G.layout(prog='dot')
G.draw('workflow.png')

Example Graph Walkthrough

Consider this simple process:

class SimpleProcess(PLProcess):
    def create_resources(self):
        self.incubator = IncubatorService(proc=self, name="Inc1")
        self.reader = ReaderService(proc=self, name="Reader1")
        self.mover = MoverService(proc=self, name="Mover1")
        self.plate = LabwareResource(proc=self, name="Plate1", lidded=True)

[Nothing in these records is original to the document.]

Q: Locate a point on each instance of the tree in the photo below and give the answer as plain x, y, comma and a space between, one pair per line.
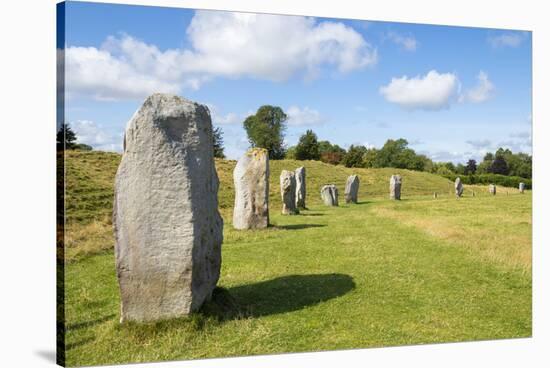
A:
266, 129
396, 153
217, 137
66, 138
460, 169
369, 158
290, 153
499, 166
308, 147
331, 153
354, 156
471, 167
83, 147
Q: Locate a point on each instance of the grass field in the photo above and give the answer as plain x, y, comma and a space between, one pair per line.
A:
379, 273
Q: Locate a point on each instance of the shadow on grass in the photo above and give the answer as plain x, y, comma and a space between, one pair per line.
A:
298, 226
79, 325
279, 295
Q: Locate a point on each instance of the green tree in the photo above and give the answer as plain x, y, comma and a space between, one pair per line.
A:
66, 138
217, 137
266, 128
369, 158
308, 147
471, 167
396, 153
290, 153
83, 147
331, 153
499, 166
354, 156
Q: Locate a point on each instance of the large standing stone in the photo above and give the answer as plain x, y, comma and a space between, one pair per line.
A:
251, 179
459, 188
329, 194
168, 232
300, 174
352, 189
288, 192
395, 187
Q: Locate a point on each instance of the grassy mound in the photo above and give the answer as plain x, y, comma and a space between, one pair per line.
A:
379, 273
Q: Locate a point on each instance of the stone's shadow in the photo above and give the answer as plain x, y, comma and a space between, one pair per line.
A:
78, 343
76, 326
362, 202
47, 355
298, 226
280, 295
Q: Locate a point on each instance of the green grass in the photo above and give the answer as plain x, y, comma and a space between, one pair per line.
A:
379, 273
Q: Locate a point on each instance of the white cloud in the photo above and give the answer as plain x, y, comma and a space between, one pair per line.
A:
408, 43
95, 135
305, 116
223, 119
226, 44
434, 91
482, 92
480, 144
508, 39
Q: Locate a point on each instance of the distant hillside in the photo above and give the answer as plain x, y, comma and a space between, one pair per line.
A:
90, 177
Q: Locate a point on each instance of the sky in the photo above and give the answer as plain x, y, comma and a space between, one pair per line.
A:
454, 93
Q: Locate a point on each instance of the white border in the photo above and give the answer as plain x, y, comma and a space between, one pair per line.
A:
27, 180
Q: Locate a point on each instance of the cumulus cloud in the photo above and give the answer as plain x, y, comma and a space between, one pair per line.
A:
446, 156
507, 39
97, 136
408, 43
480, 144
223, 44
434, 91
480, 93
303, 116
223, 119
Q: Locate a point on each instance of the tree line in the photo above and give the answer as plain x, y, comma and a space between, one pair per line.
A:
266, 129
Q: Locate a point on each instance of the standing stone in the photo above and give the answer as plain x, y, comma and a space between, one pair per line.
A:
352, 189
288, 192
300, 174
168, 231
459, 188
395, 187
329, 194
251, 179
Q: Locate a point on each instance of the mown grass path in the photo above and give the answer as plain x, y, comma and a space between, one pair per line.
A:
355, 276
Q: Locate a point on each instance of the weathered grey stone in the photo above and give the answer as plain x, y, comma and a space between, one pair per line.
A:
168, 232
288, 192
329, 194
251, 179
395, 187
300, 174
459, 188
352, 189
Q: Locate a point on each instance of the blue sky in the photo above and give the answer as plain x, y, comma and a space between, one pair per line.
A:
454, 93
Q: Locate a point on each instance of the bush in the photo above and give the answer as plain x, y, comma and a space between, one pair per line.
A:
502, 180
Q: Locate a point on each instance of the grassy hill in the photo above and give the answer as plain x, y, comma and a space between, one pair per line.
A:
90, 179
379, 273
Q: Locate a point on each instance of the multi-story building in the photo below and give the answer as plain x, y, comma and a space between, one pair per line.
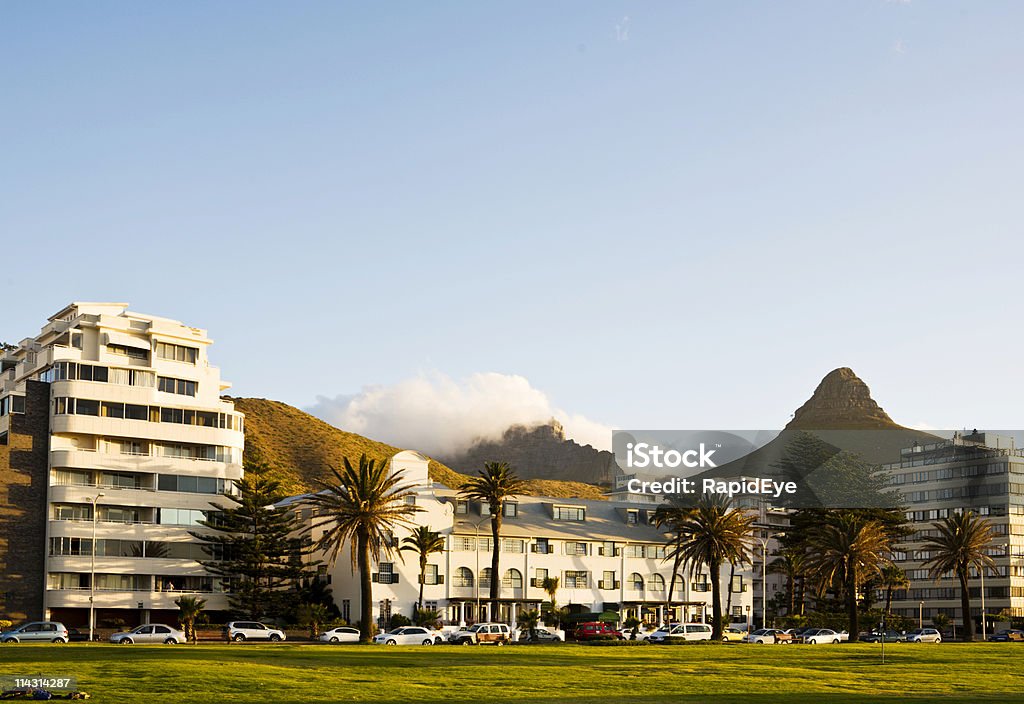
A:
607, 556
114, 444
978, 472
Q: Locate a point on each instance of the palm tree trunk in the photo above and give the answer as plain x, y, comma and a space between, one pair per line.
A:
851, 602
966, 607
716, 600
423, 578
496, 554
672, 584
366, 587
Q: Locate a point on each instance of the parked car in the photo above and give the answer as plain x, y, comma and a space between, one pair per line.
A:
407, 635
1007, 635
35, 631
150, 632
340, 634
684, 631
76, 635
769, 635
733, 633
596, 630
252, 630
498, 633
813, 636
888, 636
540, 635
928, 635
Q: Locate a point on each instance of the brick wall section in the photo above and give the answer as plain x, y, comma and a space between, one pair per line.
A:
24, 479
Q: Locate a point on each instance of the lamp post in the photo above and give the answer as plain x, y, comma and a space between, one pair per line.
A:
476, 548
92, 569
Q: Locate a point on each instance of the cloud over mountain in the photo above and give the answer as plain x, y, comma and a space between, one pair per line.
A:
443, 416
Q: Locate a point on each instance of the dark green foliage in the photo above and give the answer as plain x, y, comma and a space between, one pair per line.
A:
255, 548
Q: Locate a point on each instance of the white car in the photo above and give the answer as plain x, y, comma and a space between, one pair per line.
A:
150, 632
340, 634
685, 631
408, 635
252, 630
924, 635
815, 636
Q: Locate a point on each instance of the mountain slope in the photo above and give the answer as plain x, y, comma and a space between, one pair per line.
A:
302, 448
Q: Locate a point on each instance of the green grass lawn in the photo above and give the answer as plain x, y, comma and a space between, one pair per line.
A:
288, 672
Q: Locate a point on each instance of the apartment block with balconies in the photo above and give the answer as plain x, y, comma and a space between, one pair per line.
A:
139, 445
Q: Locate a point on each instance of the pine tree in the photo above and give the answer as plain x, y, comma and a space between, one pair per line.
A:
255, 548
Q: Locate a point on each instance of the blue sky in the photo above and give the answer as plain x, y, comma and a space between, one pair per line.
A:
668, 215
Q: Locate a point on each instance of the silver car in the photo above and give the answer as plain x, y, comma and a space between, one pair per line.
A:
150, 632
38, 631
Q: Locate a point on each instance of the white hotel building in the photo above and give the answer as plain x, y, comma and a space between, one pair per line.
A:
137, 443
607, 556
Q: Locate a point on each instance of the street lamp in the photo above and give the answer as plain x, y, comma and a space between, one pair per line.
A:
92, 569
476, 546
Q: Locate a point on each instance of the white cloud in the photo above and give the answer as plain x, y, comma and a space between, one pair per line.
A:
441, 415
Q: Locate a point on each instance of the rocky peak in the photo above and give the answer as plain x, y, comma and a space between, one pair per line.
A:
841, 401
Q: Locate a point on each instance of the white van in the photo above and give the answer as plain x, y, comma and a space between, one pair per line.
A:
685, 631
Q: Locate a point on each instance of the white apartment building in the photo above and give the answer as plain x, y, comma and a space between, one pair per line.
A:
607, 556
138, 445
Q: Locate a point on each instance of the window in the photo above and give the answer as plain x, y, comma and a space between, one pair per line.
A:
570, 514
463, 577
577, 579
131, 352
176, 353
182, 387
576, 547
512, 579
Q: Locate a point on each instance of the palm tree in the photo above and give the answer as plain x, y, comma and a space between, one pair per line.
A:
960, 545
791, 562
424, 542
361, 507
496, 484
188, 610
893, 579
550, 585
672, 516
845, 551
713, 534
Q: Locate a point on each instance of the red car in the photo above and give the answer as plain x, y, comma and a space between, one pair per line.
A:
596, 630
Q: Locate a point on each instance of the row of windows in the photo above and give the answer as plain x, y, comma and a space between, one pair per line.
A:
949, 473
110, 547
178, 353
94, 372
205, 419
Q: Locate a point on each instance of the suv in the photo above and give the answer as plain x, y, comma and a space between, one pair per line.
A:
49, 631
497, 633
252, 630
596, 630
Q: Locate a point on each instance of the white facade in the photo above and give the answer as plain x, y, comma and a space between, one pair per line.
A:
136, 416
607, 556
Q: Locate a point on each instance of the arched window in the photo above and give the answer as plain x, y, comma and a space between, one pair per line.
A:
463, 577
513, 579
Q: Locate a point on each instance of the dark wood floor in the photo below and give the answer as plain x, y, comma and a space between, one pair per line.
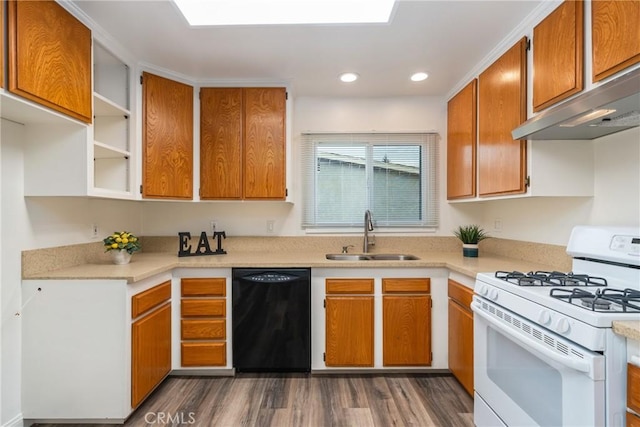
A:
295, 400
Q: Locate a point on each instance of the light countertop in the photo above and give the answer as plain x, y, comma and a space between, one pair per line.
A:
144, 265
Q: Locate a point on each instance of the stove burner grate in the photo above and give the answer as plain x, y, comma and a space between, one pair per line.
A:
602, 300
549, 278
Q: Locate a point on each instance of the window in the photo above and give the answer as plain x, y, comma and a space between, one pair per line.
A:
393, 175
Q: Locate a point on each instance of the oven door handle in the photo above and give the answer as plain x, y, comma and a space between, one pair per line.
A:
533, 345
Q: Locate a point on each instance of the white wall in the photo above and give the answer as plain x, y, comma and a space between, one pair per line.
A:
29, 223
616, 198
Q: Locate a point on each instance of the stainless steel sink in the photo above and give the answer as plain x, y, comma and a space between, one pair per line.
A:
392, 257
371, 257
348, 257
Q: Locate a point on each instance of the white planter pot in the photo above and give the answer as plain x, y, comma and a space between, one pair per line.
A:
470, 250
120, 257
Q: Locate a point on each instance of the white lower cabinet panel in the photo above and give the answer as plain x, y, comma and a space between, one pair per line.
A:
76, 349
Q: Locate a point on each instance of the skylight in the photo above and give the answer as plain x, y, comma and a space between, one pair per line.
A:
272, 12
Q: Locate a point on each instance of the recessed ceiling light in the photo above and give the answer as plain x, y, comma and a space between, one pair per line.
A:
418, 77
263, 12
349, 77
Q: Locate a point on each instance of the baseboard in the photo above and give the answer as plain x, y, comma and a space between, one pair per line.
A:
16, 421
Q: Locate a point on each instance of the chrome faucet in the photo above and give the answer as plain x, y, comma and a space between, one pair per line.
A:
368, 226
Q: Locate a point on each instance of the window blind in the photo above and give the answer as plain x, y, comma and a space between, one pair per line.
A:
392, 174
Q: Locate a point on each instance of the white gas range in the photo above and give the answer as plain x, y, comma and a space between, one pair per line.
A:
544, 349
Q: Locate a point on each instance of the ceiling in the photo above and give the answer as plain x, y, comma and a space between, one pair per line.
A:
444, 38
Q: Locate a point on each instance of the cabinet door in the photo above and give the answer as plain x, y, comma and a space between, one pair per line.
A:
461, 344
264, 143
167, 138
220, 143
406, 326
615, 36
461, 143
50, 57
502, 107
349, 331
558, 55
150, 352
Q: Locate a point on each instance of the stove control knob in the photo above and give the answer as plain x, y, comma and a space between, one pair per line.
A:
563, 326
545, 317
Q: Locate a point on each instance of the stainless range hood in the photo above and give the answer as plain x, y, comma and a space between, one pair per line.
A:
606, 109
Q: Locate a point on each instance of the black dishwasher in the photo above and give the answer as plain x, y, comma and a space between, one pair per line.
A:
271, 318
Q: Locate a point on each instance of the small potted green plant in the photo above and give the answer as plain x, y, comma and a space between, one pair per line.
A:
470, 235
121, 245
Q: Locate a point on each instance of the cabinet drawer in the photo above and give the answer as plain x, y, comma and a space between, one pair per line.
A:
633, 387
203, 307
460, 294
349, 286
145, 301
203, 329
204, 354
418, 285
204, 287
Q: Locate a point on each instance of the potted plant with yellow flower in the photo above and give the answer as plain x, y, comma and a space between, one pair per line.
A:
121, 245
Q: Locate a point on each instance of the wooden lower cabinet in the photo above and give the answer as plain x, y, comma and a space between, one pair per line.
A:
150, 352
203, 353
406, 322
461, 334
203, 325
349, 322
406, 330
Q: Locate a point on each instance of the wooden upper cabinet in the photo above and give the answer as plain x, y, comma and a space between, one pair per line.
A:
242, 143
502, 90
50, 57
220, 143
167, 138
558, 55
264, 143
461, 142
615, 32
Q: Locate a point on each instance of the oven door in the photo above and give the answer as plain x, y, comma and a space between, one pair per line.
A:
526, 375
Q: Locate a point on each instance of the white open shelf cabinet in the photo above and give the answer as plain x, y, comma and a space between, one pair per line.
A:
111, 124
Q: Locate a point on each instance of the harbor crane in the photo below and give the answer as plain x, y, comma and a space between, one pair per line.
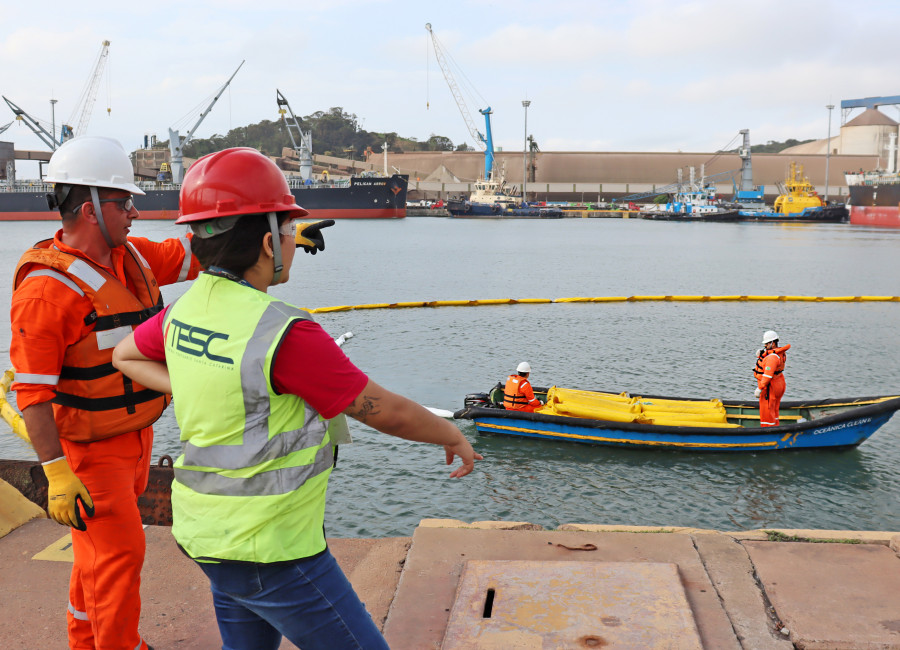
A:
177, 143
81, 114
304, 149
485, 142
31, 123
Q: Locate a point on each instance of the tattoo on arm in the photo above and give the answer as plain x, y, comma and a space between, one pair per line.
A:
364, 406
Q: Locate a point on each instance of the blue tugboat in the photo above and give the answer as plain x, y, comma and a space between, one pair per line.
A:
676, 423
492, 199
696, 201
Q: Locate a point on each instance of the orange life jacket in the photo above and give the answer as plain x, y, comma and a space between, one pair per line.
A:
514, 398
94, 400
781, 353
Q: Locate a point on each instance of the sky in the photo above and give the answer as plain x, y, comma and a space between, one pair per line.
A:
634, 75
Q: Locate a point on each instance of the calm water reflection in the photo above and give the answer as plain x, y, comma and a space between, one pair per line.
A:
383, 486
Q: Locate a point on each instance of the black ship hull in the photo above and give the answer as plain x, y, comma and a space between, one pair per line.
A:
875, 205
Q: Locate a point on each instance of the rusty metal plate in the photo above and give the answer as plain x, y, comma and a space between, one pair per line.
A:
506, 605
155, 504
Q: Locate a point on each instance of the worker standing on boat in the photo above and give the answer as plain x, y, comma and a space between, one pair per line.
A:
769, 373
248, 499
75, 296
518, 394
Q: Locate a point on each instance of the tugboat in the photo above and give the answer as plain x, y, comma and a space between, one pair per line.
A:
798, 202
493, 198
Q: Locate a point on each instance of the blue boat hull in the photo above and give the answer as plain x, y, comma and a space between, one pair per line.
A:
849, 426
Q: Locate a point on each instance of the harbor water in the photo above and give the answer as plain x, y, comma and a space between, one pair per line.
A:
383, 486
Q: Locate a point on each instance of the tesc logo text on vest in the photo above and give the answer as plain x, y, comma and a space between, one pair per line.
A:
196, 341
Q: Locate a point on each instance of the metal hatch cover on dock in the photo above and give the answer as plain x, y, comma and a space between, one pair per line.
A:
532, 604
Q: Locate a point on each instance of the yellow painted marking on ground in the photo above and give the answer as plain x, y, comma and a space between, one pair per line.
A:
58, 551
630, 441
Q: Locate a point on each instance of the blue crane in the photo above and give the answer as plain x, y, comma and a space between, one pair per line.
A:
485, 142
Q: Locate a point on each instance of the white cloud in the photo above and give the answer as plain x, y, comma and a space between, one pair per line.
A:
636, 75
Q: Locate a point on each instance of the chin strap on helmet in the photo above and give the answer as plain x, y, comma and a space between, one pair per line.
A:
276, 247
95, 199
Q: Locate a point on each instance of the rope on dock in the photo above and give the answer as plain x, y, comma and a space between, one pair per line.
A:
655, 298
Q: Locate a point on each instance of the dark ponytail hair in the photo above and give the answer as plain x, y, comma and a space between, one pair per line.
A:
235, 250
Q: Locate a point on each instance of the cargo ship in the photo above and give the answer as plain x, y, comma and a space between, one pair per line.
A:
874, 198
362, 197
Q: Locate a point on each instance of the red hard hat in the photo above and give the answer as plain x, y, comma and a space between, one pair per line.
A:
232, 182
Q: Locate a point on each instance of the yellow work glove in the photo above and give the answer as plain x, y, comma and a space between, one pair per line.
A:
64, 493
309, 235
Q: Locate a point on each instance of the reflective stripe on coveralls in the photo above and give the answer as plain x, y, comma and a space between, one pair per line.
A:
94, 400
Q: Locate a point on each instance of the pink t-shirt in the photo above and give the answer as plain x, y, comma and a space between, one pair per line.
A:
309, 364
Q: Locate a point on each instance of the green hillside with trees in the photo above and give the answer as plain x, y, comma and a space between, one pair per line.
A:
334, 133
774, 147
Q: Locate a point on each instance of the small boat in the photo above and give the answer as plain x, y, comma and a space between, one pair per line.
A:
675, 423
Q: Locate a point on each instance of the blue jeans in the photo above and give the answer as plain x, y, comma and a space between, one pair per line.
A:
310, 602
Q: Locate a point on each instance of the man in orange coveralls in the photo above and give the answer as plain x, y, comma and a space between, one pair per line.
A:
769, 373
518, 394
75, 296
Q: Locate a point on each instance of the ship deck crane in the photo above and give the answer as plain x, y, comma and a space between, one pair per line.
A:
81, 114
486, 142
177, 143
304, 148
31, 123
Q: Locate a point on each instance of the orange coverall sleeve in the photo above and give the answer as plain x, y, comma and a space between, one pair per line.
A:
46, 317
528, 392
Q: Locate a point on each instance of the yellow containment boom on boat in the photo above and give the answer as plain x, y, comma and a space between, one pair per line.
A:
640, 410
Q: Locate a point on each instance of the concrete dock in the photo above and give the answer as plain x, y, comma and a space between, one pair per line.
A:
506, 585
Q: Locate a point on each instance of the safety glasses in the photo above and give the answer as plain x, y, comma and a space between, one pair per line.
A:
288, 229
124, 204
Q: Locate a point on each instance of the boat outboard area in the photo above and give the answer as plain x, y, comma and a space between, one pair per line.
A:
676, 423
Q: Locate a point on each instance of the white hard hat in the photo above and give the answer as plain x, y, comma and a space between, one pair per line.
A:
94, 161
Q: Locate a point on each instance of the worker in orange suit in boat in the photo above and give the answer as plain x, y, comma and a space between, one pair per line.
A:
518, 394
769, 373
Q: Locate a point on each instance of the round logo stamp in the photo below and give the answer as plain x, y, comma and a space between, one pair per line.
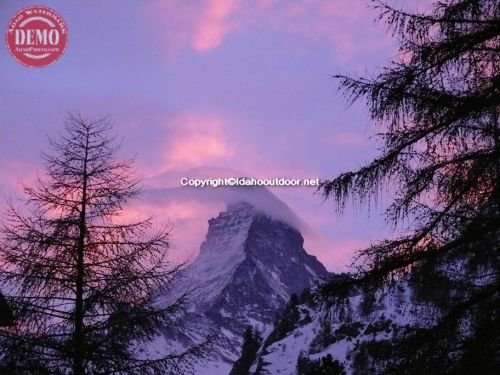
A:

    def init_service_resources(self):
        super().init_service_resources()
        self.plate.set_start_position(self.incubator, position=1)

    def process(self):
        self.incubator.incubate(self.plate, duration=3600, temperature=310)
        self.mover.move(self.plate, target_loc=self.reader, lidded=False)
        abs_value = self.reader.measure(self.plate, wavelengths=[600])
        avg = self.average(abs_value)

        if avg > 0.6:
            self.mover.move(self.plate, target_loc=self.storage)
        else:
            self.incubator.incubate(self.plate, duration=1800, temperature=310)

Resulting Graph:

Nodes:
[0] type=labware, name="Plate1", origin="Inc1", origin_pos=1
[1] type=operation, name="incubate Plate1", fct="incubate", duration=3600, temperature=310
[2] type=operation, name="move Plate1", fct="move", duration=20, target="Reader1"
[3] type=operation, name="measure Plate1", fct="measure", duration=30, wavelengths=[600]
[4] type=variable, name="abs_value"
[5] type=computation, name="average", var_name="avg", function=<average>
[6] type=if_node, name="if avg > 0.6", function=<lambda>
[7] type=operation, name="move Plate1" (to storage), fct="move", duration=20
[8] type=operation, name="incubate Plate1", fct="incubate", duration=1800, temperature=310

Edges:
[0] -> [1]: cont_name="Plate1" (labware to first operation)
[1] -> [2]: cont_name="Plate1" (incubate to move)
[2] -> [3]: cont_name="Plate1" (move to measure)
[3] -> [4]: (operation produces variable)
[4] -> [5]: (variable used in computation)
[5] -> [6]: (computation used in decision)
[6] -> [7]: sub_tree=True (if true, move to storage)
[6] -> [8]: sub_tree=False (if false, continue incubation)

Visualization:

      [Plate1]
    [incubate 3600s]
    [move to reader]
     [measure]
    [abs_value var]
    [compute avg]
   [if avg > 0.6]
      ╱       ╲
   True      False
    ╱           ╲
[move to      [incubate
 storage]      1800s]

Graph Metadata Usage

The workflow graph metadata is used by:

  1. Schedulers: Determine optimal execution order considering:
  2. Duration of each operation
  3. Wait costs and constraints (max_wait, min_wait)
  4. Device availability
  5. Parallel execution opportunities

  6. Executors: Execute the workflow by:

  7. Following topological order
  8. Evaluating if-node decisions at runtime
  9. Invoking device operations with parameters

  10. Analyzers: Analyze the workflow for:

  11. Total execution time (critical path)
  12. Resource utilization
  13. Bottlenecks
  14. Optimization opportunities

  15. Visualizers: Display the workflow for:

  16. Process understanding
  17. Validation
  18. Documentation
  19. Debugging

Summary

The workflow graph is a rich data structure that: - Represents laboratory processes as DAGs - Contains multiple node types (labware, operations, variables, decisions) - Encodes dependencies, timing, and constraints in edges - Supports analysis, scheduling, execution, and visualization - Is generated automatically by parsing PLProcess definitions

Understanding the graph structure enables advanced usage of PythonLab for process optimization, scheduling, and automation.